Durban Part 1: Getting There

Just a six hour drive from Johannesburg, Durban is one of the most popular holiday destinations in South Africa, and with good reason. Most people visit for the warm, Indian Ocean beaches and laid back vibe, but there’s so much more to the city. With tons of activities, great shopping, endless entertainment, and an exciting food scene, Durban has it all. 

North Beach, Durban

You have four basic options for getting there: driving, flying, taking a bus, or taking a train. The busses turn the six hour drive into a fourteen hour affair, but if you don’t want to drive and have good company, it’s a relatively cheap way of travelling. The busses stop frequently, giving you plenty of time to stretch your legs and are relatively comfortable. Once in Durban, you can take an Uber or taxi to your lodgings, or simply walk there from bus stops conveniently located at the beachfront. Book a bus ride here. 

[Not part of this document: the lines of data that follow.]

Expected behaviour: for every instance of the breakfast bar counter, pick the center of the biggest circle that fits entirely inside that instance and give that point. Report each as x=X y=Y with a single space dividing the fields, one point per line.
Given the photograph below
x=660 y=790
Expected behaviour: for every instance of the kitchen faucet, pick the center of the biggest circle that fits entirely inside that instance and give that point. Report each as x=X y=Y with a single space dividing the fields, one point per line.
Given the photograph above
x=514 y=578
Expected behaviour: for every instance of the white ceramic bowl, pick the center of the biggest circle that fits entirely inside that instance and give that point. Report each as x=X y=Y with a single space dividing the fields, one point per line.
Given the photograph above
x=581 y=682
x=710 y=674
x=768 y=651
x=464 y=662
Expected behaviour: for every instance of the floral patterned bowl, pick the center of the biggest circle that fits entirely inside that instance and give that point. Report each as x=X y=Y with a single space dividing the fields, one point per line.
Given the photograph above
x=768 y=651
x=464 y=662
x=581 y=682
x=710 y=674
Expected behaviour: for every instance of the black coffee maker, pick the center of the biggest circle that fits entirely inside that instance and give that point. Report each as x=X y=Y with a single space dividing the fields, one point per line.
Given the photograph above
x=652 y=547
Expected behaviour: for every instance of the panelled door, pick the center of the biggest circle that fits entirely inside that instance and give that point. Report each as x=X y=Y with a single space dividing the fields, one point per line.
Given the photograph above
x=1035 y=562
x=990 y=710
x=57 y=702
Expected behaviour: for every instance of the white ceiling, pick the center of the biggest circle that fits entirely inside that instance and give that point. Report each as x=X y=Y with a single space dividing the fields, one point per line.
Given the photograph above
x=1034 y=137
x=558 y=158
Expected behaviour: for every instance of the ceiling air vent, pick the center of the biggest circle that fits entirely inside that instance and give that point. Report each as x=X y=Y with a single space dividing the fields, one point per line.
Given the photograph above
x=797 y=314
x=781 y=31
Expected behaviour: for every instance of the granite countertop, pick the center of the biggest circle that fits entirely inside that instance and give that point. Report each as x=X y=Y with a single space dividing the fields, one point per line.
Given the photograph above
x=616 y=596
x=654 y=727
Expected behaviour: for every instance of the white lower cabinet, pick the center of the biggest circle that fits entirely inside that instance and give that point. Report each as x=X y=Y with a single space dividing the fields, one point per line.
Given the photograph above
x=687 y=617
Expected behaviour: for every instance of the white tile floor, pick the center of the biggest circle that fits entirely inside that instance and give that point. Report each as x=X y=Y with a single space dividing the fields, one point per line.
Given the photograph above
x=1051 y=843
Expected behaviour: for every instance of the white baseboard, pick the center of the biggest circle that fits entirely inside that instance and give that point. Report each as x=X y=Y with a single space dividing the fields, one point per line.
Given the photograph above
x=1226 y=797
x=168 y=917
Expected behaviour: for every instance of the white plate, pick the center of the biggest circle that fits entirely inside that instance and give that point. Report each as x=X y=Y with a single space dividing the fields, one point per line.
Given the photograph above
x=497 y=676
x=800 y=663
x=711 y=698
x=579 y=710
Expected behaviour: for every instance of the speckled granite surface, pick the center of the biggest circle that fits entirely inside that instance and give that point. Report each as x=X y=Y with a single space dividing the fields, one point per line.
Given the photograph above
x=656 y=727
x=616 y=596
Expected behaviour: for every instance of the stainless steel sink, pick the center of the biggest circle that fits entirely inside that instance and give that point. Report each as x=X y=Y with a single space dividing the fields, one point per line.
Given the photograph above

The trains are also rather slow, some luxurious, some not. They are however, notoriously unreliable and we wouldn’t recommend taking them, due to the inevitable delays and state of the railway infrastructure in the country. They are however, quite budget friendly at less that R400 each way from Johannesburg to Durban, but the journey takes about fifteen hours! Where the Gautrain is maintained to the highest standards and are quite safe, the general PRASA trains are the opposite, with frequent reports of people being mugged on board. The long distance options like the Shosholoza Meyl or Blue Train are in much better condition and much safer, but are also subject to similar challenges in terms of delays, and also make use of the same railway infrastructure that often isn’t maintained to the best standard.

Railway Tracks

Flying is convenient, and you can catch some great deals during the off-season from local carriers like FlySafAir and Mango for under R500, one-way. Other options are Kulula, British Air, SAA, SA Express, and SA Airlink. We can’t vouch for Express and Airlink, but we’ve had good experiences flying with the others, and SAA had the best in-flight snacks. Note that most SafAir flights only come with carry-on luggage so if you need to check a bag in, allow for the additional cost when comparing prices. We had good luck in terms of punctuality as well, with none being delayed when we travelled. 

There are flights out of Lanseria and OR Tambo, and with ridesharing services like UBER and Lyft, or even the Gautrain, getting to either one is easy.You can also opt to park at the airport, and the airportsa website has a calculator where you can check what the parking fee will cost. Note that it is often cheaper to book in advance. Just keep in mind that all these costs add up pretty quickly, for example a train ride from Sandton to OR Tambo airport will set you back R151. If you want to save money and don’t mind changing transport modes, you could opt to travel to Rhodesfield station for R35, and then take an Uber to the airport. See this link for a detailed breakdown of prices. 

One of the perks of flying was getting access to the SLOW Lounge, through our FNB Credit Cards. It’s a really nice place to relax before your flight, especially if you’re flying out of Lanseria Airport, since it’s a rather small airport and is not particularly well-appointed. They have tons of snacks and drinks, comfy couches, tables with plug points to work at, and even a selection of books to read. Just be sure to keep an eye out as you won’t hear any announcements in the lounge and you don’t want to miss your flight! The thing is, even though the flight is just over an hour, it still took us five hours from home to our Airbnb, so it only saves you about an hour compared to driving, under normal conditions. 

Driving is probably the most common way to get there, and also the most fun if you enjoy road trips. The drive is beautiful, with rolling green fields and dramatic mountain passes. The N3 highway is the preferred route, and there are tons of garages dotted along it to stop at for fuel, food, and a place to stretch your legs. There are five toll-gates between Johannesburg and Durban, and as of March 2019, the total cost is R254 each way for cars. The route gets quite busy, particularly during long weekends and school holidays so plan your time accordingly. The N3 Twitter page is helpful to follow and alerts you of traffic volumes at each toll gate, as well as protest action, accidents, and route closures. Make sure to check it as protests with burning trucks have become rather common, unfortunately, so the Twitter Page will advise as to alternate routes to use. 

For halaal food, Wrap it up at Bergview Engen (at Harrismith) is your best bet, and they also have an adjoined store that sells biltong and other snacks. There is also a nice, clean salaah room and place to make wudhu, which also makes it one of the busier stops on the route.

There is also the option of stopping at small towns along the way, for example the Howick Falls are just a few minutes off the highway, and makes a great place to stop and stretch your legs.

There are also a few art galleries and tiny stores selling unique trinkets, making it a good place for an extended break.